Desktop scheduled tasks are persistent — they survive restarts, run on a visual schedule, and fire as long as the app is open. CLI session-scoped tasks use /loop and cron tools for quick, in-session polling that dies when you exit.
Tasks scheduled under the Code tab in the Desktop app have access to the local filesystem, suitable for tasks that read files, run scripts, or interact with the local environment. Tasks scheduled under the Cowork tab run in a sandboxed environment without local filesystem access, suited for tasks that fetch from web APIs or summarize online content.
Final Thoughts
The /loop command is a focused, well-scoped addition. It doesn't try to replicate the full Ralph Wiggum iteration model. It solves one narrower problem: recurring checks that shouldn't require a human to keep triggering them. The three-day auto-expiry and session-scoped lifetime are honest design choices, not limitations to apologize for. They keep the feature safe and predictable by default.

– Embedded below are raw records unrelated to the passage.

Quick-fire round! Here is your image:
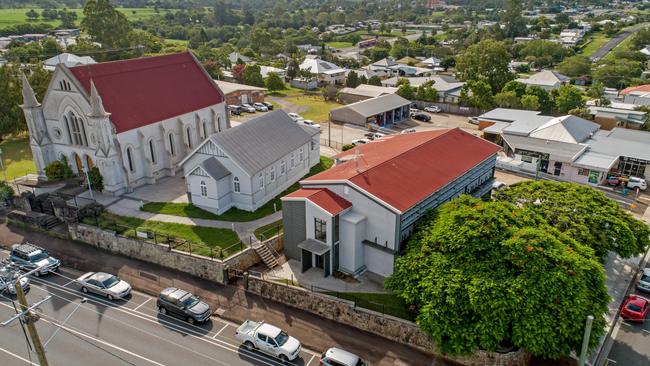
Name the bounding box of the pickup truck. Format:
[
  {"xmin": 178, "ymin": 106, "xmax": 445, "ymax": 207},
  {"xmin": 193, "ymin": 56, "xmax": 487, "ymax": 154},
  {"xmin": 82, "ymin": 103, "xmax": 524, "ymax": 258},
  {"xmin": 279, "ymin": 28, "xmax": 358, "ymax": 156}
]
[{"xmin": 235, "ymin": 320, "xmax": 301, "ymax": 362}]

What I'm watching next is whether Anthropic adds a completion condition to /loop. The interesting question is whether /loop eventually absorbs Ralph's iteration model. Add a completion condition and it's Ralph with better ergonomics. Add state persistence across firings and it's the full playbook in a single command. That would be a meaningful upgrade, and the foundation is clearly there.
For now, if you're on Claude Code v2.1.72 or later, /loop is available today. Try it on your next deployment watch or PR monitor and see how much terminal context-switching it eliminates. What do you think? Drop your thoughts in the comments.
Frequently Asked Questions
What is the Claude Code /loop command?
The /loop command in Claude Code is a session-level scheduler. You give it a prompt and a cadence, and it queues that prompt to repeat at the interval you specify without you having to reinitiate it manually each time.
Does /loop persist after I close the terminal?
No. Tasks are session-scoped: they live in the current Claude Code process and are gone when you exit. For persistent scheduling, use Claude Code Desktop scheduled tasks or GitHub Actions.
How long does a /loop task run before it expires?
/loop tasks expire after three days. This is a deliberate safety feature to prevent forgotten tasks from making API calls indefinitely.
How many /loop tasks can I run at once?
A session can hold up to 50 scheduled tasks at once. For most individual workflows, that limit is more than enough.
What version of Claude Code do I need for /loop?
Scheduled tasks require Claude Code v2.1.72 or later. Check your version with claude --version.